Termina un nuevo año en el que la temática de seguridad ciudadana vuelve a ser protagonista. El contexto en el que esto ocurre continúa siendo especialmente complejo por varias circunstancias. En primera instancia por tratarse de un tema en el cual es posible identificar un importante déficit de información. Pero también por tratarse de una temática en relación a la cual la información pública existente no ha sido presentada en forma periódica y sistemática.
Es una realidad conocida la existencia de importantes polémicas en relación a la forma en la cual se elaboran los datos, se presentan y se analizan. La realización de un diagnóstico profundo de las deficiencias de los sistemas de información podría dar lugar a un extenso análisis, pero es preciso dar cuenta de algunos de los principales problemas. En la actualidad la información pública sobre el fenómeno de la delincuencia y en especial de la juvenil se caracteriza por su aislamiento, falta de publicidad, problemas para el acceso, la imposibilidad de admitir comparaciones, y la ausencia de reflexión crítica. Esto último, incluso por parte de las propias agencias que los tienen a su cargo. Es posible identificar cierta precariedad institucional y de capacidad técnica en lo que refiere al manejo de la información. Las discrepancias entre los datos oficiales sobre el impacto de la delincuencia juvenil en el total de delitos que se cometen, así como inexistencia de anuarios o boletines estadísticos comprensivos y analíticos son buenos ejemplos de esta circunstancia, excepto por la labor que se desarrolla desde el Poder Judicial y el Observatorio del Sistema Judicial. No obstante, han existido avances en los que tiene que ver con la creación y actualización de sistemas de información y la inclusión del tema en la agenda de los poderes públicos. Pero aún no es posible visualizar el impacto de estos avances.

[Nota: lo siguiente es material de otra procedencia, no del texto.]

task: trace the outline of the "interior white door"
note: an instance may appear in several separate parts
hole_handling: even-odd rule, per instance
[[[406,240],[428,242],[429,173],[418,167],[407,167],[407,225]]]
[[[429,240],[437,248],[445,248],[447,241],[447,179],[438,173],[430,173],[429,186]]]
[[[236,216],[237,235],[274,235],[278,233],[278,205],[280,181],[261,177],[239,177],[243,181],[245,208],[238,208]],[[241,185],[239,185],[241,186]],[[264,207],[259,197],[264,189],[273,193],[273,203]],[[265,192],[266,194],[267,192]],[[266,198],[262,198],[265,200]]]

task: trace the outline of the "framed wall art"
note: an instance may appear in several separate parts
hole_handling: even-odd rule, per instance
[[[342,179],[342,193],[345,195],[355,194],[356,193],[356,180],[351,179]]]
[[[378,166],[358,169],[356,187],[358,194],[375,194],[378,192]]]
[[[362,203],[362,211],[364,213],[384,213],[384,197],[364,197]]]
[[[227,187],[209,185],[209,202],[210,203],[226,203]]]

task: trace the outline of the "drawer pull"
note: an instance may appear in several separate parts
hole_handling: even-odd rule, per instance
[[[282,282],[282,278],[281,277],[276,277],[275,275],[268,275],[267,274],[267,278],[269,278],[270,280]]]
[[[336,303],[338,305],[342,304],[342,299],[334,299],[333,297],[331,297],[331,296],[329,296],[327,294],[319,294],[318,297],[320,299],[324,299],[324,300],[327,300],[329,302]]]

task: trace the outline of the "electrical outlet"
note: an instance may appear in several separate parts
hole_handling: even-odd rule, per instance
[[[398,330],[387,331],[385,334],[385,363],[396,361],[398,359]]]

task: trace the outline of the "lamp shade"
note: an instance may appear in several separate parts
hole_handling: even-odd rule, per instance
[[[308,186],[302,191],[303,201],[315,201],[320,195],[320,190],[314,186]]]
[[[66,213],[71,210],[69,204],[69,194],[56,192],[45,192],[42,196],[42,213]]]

Los problemas mencionados tienen consecuencias prácticas. El análisis de la información a los efectos de formular y comprobar las hipótesis de las intervenciones, la generación de conocimiento sobre el sistema de penal juvenil con base empírica para buscar las mejores soluciones, o reducir el error en las intervenciones, entre otras acciones indispensables dentro de una política pública racional, son imposibles sin un sistema de información, que desarrolle y privilegie una serie de indicadores, más allá del referido a la cantidad de fugas. Si no es posible medir claramente y en forma sostenida en el tiempo qué funciona, qué previene, qué reinserta en la sociedad a quienes pasan por el sistema penal en general y por la justicia juvenil, se hace imposible discutir racionalmente con quienes plantean soluciones mágicas y represivas.

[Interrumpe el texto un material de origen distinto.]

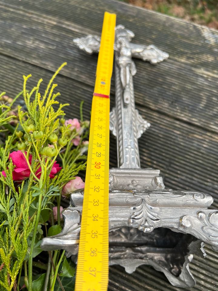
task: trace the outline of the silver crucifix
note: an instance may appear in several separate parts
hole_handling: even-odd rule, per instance
[[[156,64],[169,55],[154,45],[131,43],[134,34],[122,25],[116,32],[116,107],[110,128],[117,138],[118,167],[110,172],[109,264],[129,273],[150,265],[173,285],[192,286],[195,281],[189,263],[193,254],[206,256],[201,242],[218,249],[218,211],[207,209],[213,201],[210,195],[167,190],[159,170],[140,168],[138,139],[150,125],[135,108],[132,58]],[[74,42],[91,54],[98,51],[100,40],[89,35]],[[81,189],[71,194],[62,231],[44,238],[41,245],[45,250],[65,249],[76,263],[83,193]]]

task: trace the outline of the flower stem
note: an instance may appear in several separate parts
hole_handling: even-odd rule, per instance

Se trata de que las políticas de prevención del delito efectivamente los prevengan, que las respuestas del sistema penal se encuentren dirigidas a la reinserción, y que de alguna manera tengan como resultado la no comisión de un nuevo delito. Pero para todo esto se requiere profesionalizar el sistema, poder evaluarlo y poder decidir qué es lo que funciona, cuándo funciona, por qué funciona y cómo replicarlo o modificarlo para mejorar su eficiencia en términos mensurables.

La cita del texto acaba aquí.